Poliça/Dark Star
Reasons to Hate: Huge amounts of reverb. Achingly trendy/Hipster friendly. Arty Double tracked female vocal. Iconic Grateful Dead title. [Dangerous to pilfer Iconic Grateful Dead titles]. Reasons To Love: Wonderful live drumming with a huge open-room sound. Sometimes there’s nothing better than a pummeling four-on-the-floor (hey, even Take That’s Shine has a fabulous drum track, all Rak Studios, circa Mickie Most). Cracking tune. And the arty double-tracked vocal really works, weaving in and out of unison. It reminds me of Al Green singing around and off himself in How Can You Mend A Broken Heart? Add all this to some great twanging bass and slightly out-of-focus horns and it’s a winner. Granted, this could end up wearing thin over more than a few tracks, but Dark Star and Lay Your Cards Out (for another great melody and truly insane drumming) are absolutely terrific.
Seven Is The Magic Number
A review of a new version of Sophocles’ Antigone by Anne Carson (Antigonick) in the New Yorker printed this fine single-verse version of the siege of Thebes: “Seven gates/and in each gate a man/and in each man a death/at the seventh gate.” Seven is a very lyrical number— especially in country blues.
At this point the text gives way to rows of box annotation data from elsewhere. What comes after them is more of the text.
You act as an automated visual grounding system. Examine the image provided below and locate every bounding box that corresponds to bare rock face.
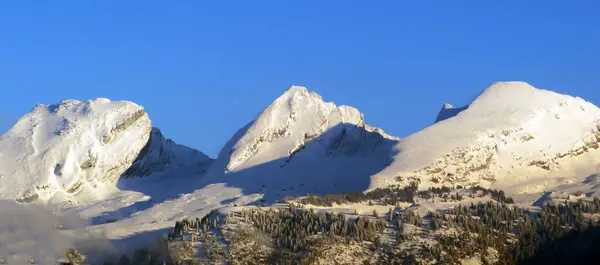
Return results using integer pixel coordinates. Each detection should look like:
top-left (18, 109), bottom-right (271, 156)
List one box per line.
top-left (0, 98), bottom-right (209, 202)
top-left (435, 104), bottom-right (469, 123)
top-left (373, 82), bottom-right (600, 192)
top-left (122, 128), bottom-right (213, 177)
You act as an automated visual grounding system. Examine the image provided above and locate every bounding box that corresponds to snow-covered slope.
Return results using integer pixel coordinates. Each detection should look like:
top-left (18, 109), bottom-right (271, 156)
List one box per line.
top-left (205, 86), bottom-right (397, 198)
top-left (0, 98), bottom-right (210, 202)
top-left (435, 104), bottom-right (469, 123)
top-left (372, 82), bottom-right (600, 192)
top-left (123, 128), bottom-right (212, 177)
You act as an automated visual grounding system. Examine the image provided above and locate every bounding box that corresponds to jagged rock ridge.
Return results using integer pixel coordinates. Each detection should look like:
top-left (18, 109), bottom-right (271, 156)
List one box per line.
top-left (374, 82), bottom-right (600, 191)
top-left (0, 98), bottom-right (210, 202)
top-left (210, 86), bottom-right (398, 197)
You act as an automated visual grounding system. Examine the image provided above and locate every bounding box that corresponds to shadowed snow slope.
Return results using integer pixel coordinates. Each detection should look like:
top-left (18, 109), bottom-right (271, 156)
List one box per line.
top-left (0, 98), bottom-right (213, 202)
top-left (204, 86), bottom-right (397, 198)
top-left (372, 82), bottom-right (600, 192)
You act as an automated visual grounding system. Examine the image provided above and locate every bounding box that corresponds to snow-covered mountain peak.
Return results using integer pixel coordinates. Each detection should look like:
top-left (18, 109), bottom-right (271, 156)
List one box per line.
top-left (202, 86), bottom-right (398, 199)
top-left (219, 86), bottom-right (392, 171)
top-left (434, 103), bottom-right (468, 123)
top-left (0, 98), bottom-right (208, 202)
top-left (375, 82), bottom-right (600, 192)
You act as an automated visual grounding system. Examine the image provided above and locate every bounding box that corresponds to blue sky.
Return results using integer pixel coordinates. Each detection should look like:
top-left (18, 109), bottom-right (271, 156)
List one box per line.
top-left (0, 0), bottom-right (600, 156)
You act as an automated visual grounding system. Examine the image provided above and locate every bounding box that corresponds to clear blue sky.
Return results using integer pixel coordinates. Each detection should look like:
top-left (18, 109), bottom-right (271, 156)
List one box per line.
top-left (0, 0), bottom-right (600, 156)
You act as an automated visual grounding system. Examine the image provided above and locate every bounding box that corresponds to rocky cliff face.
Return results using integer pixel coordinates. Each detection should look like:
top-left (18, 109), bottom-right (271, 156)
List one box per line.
top-left (212, 86), bottom-right (397, 172)
top-left (0, 98), bottom-right (210, 202)
top-left (122, 128), bottom-right (213, 177)
top-left (374, 82), bottom-right (600, 192)
top-left (209, 86), bottom-right (398, 198)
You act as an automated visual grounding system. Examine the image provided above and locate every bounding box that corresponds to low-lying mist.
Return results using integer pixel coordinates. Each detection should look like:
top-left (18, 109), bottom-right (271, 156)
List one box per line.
top-left (0, 200), bottom-right (117, 265)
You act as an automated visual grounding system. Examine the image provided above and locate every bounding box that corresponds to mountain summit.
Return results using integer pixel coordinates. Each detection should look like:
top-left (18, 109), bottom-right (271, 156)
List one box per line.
top-left (374, 82), bottom-right (600, 192)
top-left (0, 98), bottom-right (209, 202)
top-left (206, 86), bottom-right (398, 200)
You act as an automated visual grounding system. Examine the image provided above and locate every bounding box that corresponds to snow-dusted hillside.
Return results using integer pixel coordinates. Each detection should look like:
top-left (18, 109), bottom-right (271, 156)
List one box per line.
top-left (372, 82), bottom-right (600, 192)
top-left (0, 98), bottom-right (210, 202)
top-left (204, 86), bottom-right (397, 198)
top-left (435, 104), bottom-right (469, 123)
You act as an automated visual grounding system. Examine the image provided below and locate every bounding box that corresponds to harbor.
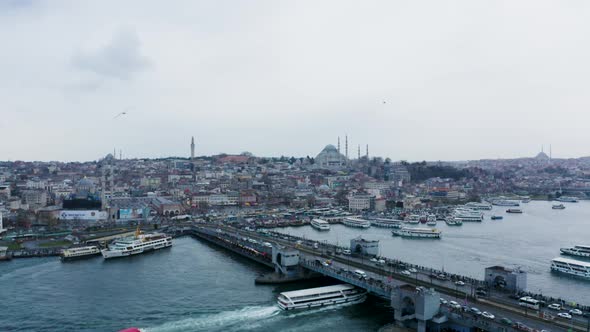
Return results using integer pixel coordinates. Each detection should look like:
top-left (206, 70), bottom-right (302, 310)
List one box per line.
top-left (0, 202), bottom-right (590, 331)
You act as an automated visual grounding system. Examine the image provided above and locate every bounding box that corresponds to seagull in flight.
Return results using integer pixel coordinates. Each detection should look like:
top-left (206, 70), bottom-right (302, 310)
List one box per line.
top-left (113, 112), bottom-right (127, 120)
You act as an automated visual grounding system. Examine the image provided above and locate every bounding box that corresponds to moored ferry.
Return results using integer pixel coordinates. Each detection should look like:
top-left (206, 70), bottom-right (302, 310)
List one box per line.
top-left (311, 219), bottom-right (330, 231)
top-left (445, 217), bottom-right (463, 226)
top-left (342, 217), bottom-right (371, 228)
top-left (465, 202), bottom-right (492, 210)
top-left (59, 246), bottom-right (100, 262)
top-left (391, 227), bottom-right (442, 239)
top-left (551, 257), bottom-right (590, 280)
top-left (559, 245), bottom-right (590, 258)
top-left (277, 284), bottom-right (367, 310)
top-left (101, 228), bottom-right (172, 259)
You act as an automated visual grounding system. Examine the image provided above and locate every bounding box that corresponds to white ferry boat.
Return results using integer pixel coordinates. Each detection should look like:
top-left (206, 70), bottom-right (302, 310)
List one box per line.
top-left (465, 202), bottom-right (492, 210)
top-left (371, 218), bottom-right (403, 228)
top-left (391, 227), bottom-right (442, 239)
top-left (277, 284), bottom-right (367, 310)
top-left (453, 208), bottom-right (483, 222)
top-left (60, 246), bottom-right (100, 262)
top-left (342, 217), bottom-right (371, 228)
top-left (492, 199), bottom-right (520, 206)
top-left (551, 257), bottom-right (590, 279)
top-left (101, 228), bottom-right (172, 259)
top-left (404, 214), bottom-right (420, 225)
top-left (311, 219), bottom-right (330, 231)
top-left (559, 245), bottom-right (590, 258)
top-left (445, 218), bottom-right (463, 226)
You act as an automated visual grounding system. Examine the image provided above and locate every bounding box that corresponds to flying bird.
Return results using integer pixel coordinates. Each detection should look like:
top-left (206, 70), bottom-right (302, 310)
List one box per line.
top-left (113, 112), bottom-right (127, 120)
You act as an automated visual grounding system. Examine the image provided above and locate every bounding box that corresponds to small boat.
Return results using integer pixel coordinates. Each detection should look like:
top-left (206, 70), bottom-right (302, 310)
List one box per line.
top-left (0, 247), bottom-right (12, 261)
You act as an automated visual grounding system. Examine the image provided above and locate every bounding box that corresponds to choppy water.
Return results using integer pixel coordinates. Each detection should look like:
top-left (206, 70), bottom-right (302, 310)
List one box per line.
top-left (0, 238), bottom-right (391, 332)
top-left (281, 201), bottom-right (590, 304)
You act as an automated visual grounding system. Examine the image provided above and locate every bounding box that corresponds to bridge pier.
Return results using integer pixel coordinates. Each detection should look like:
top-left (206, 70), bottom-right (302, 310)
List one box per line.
top-left (391, 285), bottom-right (440, 332)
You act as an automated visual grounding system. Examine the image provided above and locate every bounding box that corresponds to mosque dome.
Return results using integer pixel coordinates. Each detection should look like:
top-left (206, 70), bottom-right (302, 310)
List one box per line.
top-left (315, 144), bottom-right (346, 168)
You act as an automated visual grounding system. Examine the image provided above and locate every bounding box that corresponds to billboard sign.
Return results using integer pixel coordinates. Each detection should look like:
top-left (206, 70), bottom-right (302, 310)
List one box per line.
top-left (59, 210), bottom-right (107, 220)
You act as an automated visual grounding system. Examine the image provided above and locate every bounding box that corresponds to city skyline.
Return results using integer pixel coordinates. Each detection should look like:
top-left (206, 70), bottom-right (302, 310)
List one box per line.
top-left (0, 1), bottom-right (590, 161)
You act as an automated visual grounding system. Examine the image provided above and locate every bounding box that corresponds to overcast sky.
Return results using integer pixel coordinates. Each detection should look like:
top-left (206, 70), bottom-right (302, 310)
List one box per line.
top-left (0, 0), bottom-right (590, 160)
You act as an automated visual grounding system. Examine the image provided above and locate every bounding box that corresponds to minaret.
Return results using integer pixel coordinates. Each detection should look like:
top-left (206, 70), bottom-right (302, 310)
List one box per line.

There’s Muddy Waters, singing Willie Dixon’s Hoochie Coochie Man: “On the seventh hour/On the seventh day/On the seventh month/The seven doctors say/He was born for good luck/And that you’ll see/I got seven hundred dollars/Don’t you mess with me.” Or Dylan’s Ballad Of Hollis Brown: “There’s seven breezes a-blowin’/All around the cabin door/Seven shots sound out/Like the ocean’s pounding roar/There’s seven people dead/On a south Dakota farm/Somewhere in the distance/There’s seven new people born.”
Nora Ephron (and Susan Edmiston) interview Bob Dylan, Albert Grossman’s office, late summer, 1965
But negro rhythm and blues has been around underground for at least twelve years. What brought it out now?
The English did that. They brought it out. They hipped everybody. You read an interview asking who the Beatles’ favourite singer was and they say Chuck Berry. You never used to hear Chuck Berry records on the radio—hard blues. The English did that. England is great and beautiful, though in other ways kinda messy. Though not outside London…”
In what way messy?
There’s a snobbishness. What you see people doing to other people. It’s not only class. It’s not that simple. It’s a kind of Queen kind of thing. Some people are royalty and some are not.” Plus ça change…
Best Thing I Read About The Gracelands Controversy
Following Stuart Jeffries’ Guardian review of the 25th anniversary documentary, where he concluded that Paul Simon should have left the music alone:—“it gave the chance to hear unsullied the South African music that thrilled Simon 25 years ago. How lovely to hear, for instance, accordionist Forere Motloheloa laying down a groove without Paul Simon singing over it. If only it had remained the music Simon loved, rather than the music he, having loved, used.”*
Widlow, on the Guardian’s blog, answered with this: “Paul Simon clearly was a politically naive, contrary, slightly obsessive, perfectionist artist, who may have thought himself above such things as needing permission from the ANC. But what he produced was akin to Jesse Owens at the 1936 Olympics: a body of work that incarnated the exact opposite of the Apartheid philosophy, that sang out “Mixing cultures is good”, that proclaimed “These musicians are virtuosos and their culture is vibrant”, that put Black and White people into the same studio and had them eating and drinking together and using the same toilets and calling each other Brother…”
*This footage of the original 1985 sessions was extraordinary. There were children and babies sitting on the studio floor as the guitarists danced around the backing singers, vaulting their legs over their guitars (!) with the monumental bass and accordian lines of what became Boy In The Bubble booming out…
Leaving On A Jet Plane
Photo found in PA Photos: Britain in the 60s. British pop groups, bound for the USA on a tour which will yield half a million dollars. They are the Jimi Hendrix Experience, Eric Burdon and the Animals, The Alan Price Set and Eire Apparent. Eire Apparent?